Masoumeh Abad, head of the City Council’s Committee for Safety and Crisis Management, said that the issue is money.

“When the Republic Avenue incident happened and the City Council learned that it was caused by a lack of equipment, knowhow and manpower, they submitted a high-priority plan to the council. But now, two years later, nothing has been done because of insufficient funds, although it has been discussed several times by the council,” Abad said.

“Even if we have the right equipment, we do not have the raw material for them,” a trained volunteer firefighter told IranWire. “For example, the content of fire extinguishers must be replaced regularly and the firefighting foam needs chemicals to make it last. Some time ago there was an international exhibition of firefighting equipment in Tehran. But we could not even produce firefighting foam.”

Some of the equipment, like extinguisher capsules and firetrucks, are imported from Germany and the United States. Supplies for them must come from the same manufacturers. “Even if we knew how to produce the ingredients, it would be of no use,” he says.

The volunteer firefighter said that the trouble does not stop with equipment – it also goes to organization and personnel management.

“No accurate numbers have been announced,” he complained. “They say that there are probably still 20 firefighters under the wreckage. Tehran’s Fire Department says that it has five operational districts with 100 fire stations and 16 rescue stations to get to fires in the shortest amount of time. But why don’t they know how many firefighters have been dispatched? Besides the fact that their numbers are lies, do they have enough manpower to send if something else happens in another place in Tehran? Those who went [to the Plasco Building] to fight the fire were the best and the most skilled firefighters. Now who is going to take their place?”

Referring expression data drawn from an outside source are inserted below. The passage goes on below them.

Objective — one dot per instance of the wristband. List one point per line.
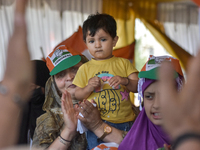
(183, 138)
(62, 139)
(128, 81)
(16, 98)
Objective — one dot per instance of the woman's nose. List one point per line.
(156, 104)
(97, 44)
(70, 76)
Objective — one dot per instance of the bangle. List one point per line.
(62, 140)
(16, 98)
(124, 133)
(128, 81)
(185, 137)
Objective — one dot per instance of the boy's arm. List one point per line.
(132, 82)
(83, 93)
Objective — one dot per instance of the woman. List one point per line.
(51, 126)
(146, 132)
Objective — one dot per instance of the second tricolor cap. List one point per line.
(60, 59)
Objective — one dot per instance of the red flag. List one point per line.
(75, 42)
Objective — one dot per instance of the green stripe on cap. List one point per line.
(152, 74)
(65, 64)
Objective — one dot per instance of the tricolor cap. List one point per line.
(61, 58)
(150, 69)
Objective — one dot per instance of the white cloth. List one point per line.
(80, 127)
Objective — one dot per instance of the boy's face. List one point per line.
(101, 44)
(151, 104)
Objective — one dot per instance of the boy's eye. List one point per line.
(149, 97)
(61, 74)
(91, 41)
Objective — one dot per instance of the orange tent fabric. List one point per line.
(75, 42)
(197, 2)
(125, 52)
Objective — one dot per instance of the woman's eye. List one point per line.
(61, 74)
(148, 96)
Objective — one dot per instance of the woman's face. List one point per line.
(151, 103)
(65, 78)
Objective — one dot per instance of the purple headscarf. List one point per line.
(144, 135)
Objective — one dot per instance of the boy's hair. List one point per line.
(98, 21)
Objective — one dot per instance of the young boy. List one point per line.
(106, 79)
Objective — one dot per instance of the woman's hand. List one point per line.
(69, 113)
(180, 110)
(92, 119)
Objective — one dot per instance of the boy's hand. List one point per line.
(117, 80)
(94, 82)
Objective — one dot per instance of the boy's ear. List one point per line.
(115, 41)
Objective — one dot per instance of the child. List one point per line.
(106, 79)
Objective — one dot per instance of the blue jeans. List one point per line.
(92, 138)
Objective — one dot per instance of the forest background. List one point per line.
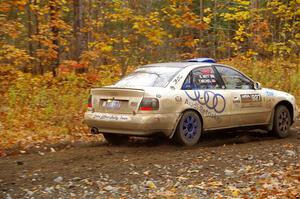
(53, 51)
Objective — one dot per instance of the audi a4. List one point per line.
(180, 100)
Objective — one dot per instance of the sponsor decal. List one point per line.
(178, 99)
(248, 98)
(269, 93)
(177, 79)
(109, 117)
(211, 100)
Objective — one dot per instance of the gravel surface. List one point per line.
(243, 164)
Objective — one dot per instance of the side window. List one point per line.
(233, 79)
(201, 78)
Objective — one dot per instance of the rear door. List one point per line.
(205, 92)
(248, 105)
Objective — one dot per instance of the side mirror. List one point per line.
(257, 86)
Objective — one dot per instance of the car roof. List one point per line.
(176, 64)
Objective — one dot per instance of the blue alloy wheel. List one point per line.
(282, 122)
(189, 129)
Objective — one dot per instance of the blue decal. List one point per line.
(209, 96)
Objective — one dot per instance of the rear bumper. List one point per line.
(139, 124)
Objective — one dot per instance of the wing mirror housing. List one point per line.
(257, 86)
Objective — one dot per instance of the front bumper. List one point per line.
(129, 124)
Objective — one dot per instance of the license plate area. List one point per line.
(111, 104)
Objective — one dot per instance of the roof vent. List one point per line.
(202, 59)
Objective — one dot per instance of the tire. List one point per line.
(189, 129)
(281, 122)
(115, 139)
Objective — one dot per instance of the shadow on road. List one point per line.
(208, 139)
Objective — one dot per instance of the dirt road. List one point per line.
(232, 164)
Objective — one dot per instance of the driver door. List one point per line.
(248, 104)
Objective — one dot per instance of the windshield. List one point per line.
(149, 77)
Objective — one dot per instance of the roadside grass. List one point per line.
(39, 109)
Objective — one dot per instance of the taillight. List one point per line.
(90, 102)
(149, 104)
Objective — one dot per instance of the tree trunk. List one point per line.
(54, 17)
(79, 43)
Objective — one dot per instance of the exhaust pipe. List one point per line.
(94, 130)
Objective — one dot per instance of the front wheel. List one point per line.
(115, 139)
(281, 122)
(189, 129)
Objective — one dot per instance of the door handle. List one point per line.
(236, 100)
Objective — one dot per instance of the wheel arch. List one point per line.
(289, 106)
(179, 118)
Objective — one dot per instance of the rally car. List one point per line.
(182, 99)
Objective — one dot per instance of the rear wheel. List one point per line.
(115, 138)
(281, 122)
(189, 129)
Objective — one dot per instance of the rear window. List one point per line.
(149, 77)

Economic sanctions over the past decade have also taken their toll on Iran’s firefighting capability. The issue was first raised after the Republic Avenue fire. But on January 25, 2014, Vahid Momtaheni, representative of the German firefighting-truck manufacturer Magirus GmbH, denied this.

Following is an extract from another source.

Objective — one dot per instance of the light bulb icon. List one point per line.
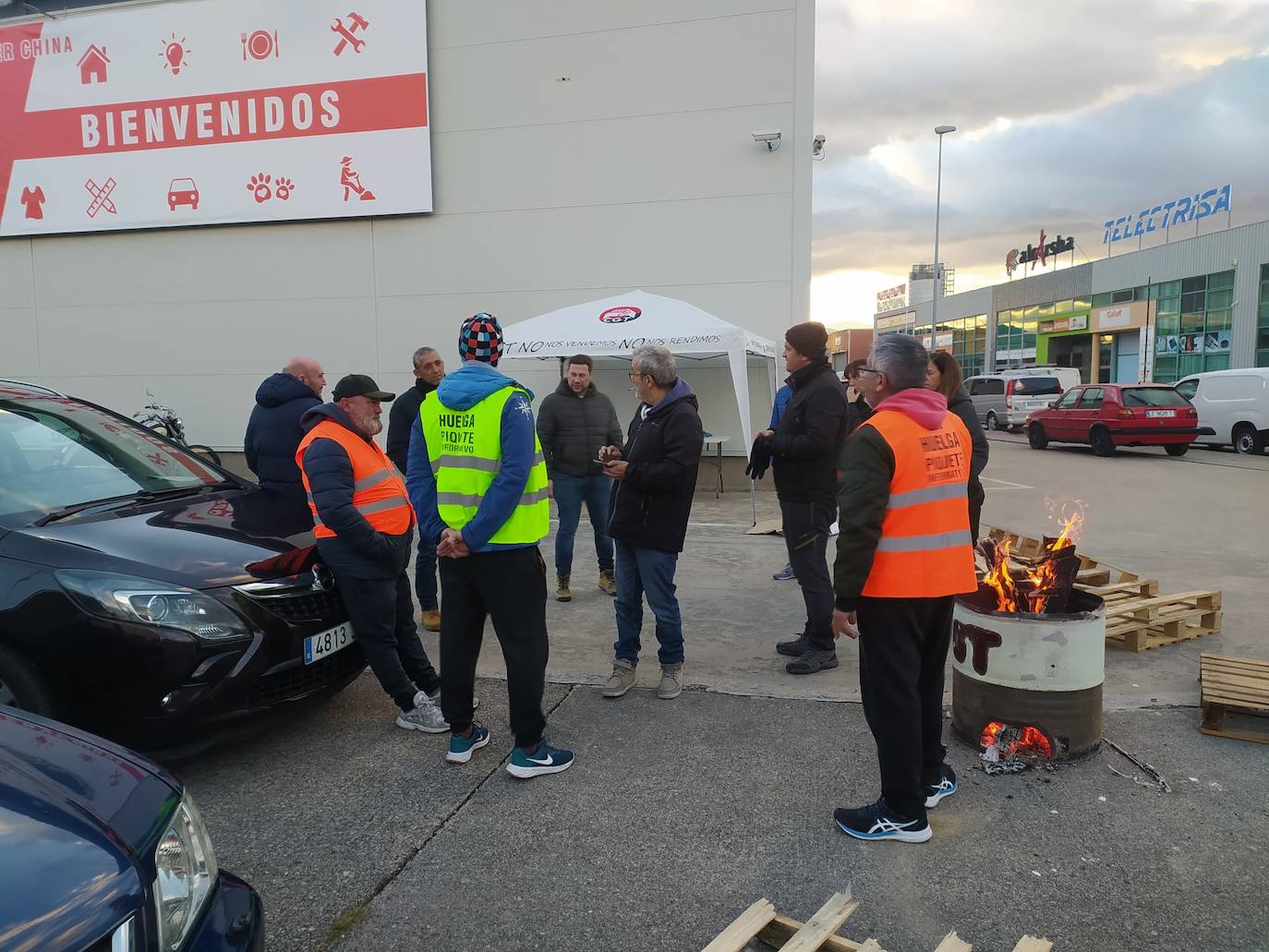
(174, 54)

“Firefighting equipment is not something that would be affected by sanctions,” he told the website Khabar Online. “Whenever we said we needed something, our German suppliers immediately sent an expert and supplied the parts.”

300 Fires A Day

With its outdated equipment, Tehran’s Fire Department must deal with a daily average of 300 large or small fires in the city.

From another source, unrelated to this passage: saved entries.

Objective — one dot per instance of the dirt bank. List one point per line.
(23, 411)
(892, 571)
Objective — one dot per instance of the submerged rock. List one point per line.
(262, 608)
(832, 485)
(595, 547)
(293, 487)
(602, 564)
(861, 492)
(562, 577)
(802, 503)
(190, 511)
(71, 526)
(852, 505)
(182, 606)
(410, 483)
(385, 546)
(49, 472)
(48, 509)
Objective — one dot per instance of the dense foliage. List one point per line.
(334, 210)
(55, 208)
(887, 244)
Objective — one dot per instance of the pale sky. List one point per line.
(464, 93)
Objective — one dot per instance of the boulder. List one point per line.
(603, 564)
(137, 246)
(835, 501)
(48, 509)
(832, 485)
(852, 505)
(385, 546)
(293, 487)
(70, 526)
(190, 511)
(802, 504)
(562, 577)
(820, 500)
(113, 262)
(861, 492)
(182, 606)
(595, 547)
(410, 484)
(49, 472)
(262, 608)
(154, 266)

“After the fire at Republic Avenue, the City Council authorized many measures to provide the fire department with modern equipment and helicopters,” Mohsen Sarkhou, another member of the City Council, told ILNA news agency yesterday.

“We have warned repeatedly that the fire department is not adequately equipped to fight fire in tall buildings. Unfortunately, up to now, Tehran’s municipal government has taken no serious steps in implementing these measures,” Sarkhou added.

A few months ago, the Fire Department submitted a report to Tehran’s mayor, Mohammad Bagher Ghalibaf, informing him that to upgrade its equipment would cost 551 billion tomans, or $170 million. “At this moment we have 141 fire trucks, of which 56 have been retired or broken down,” said that report. “84 of the trucks are in working order.”

A member of the City Council also told Iranian media that 365 is the “optimum” number of fire truck Tehran needs to maintain an effective defense against fire.

In 2015, after a fire at the 13-floor Aluminum Building in Tehran, the Interior Ministry and the Tehran municipal government conducted a joint investigation, finding that “there is a lack of clear procedures for maintaining and repairing firefighting equipment.” The report specifically referred to the lack of tall ladders, a weakness on full display at the Plasco Building disaster.

Not surprisingly, the Fire Department spokesman believes that these criticisms are rumors spread on social networks and satellite TV channels. “Tehran’s firefighting equipment are among the most modern in the world,” the spokesman said.

But it appears that City Council members do not share his view. A few months ago, addressing the capital’s crisis in firefighting capacity, the president of the Committee for Safety and Crisis Management said that “updating firefighting equipment is more necessary than daily bread.”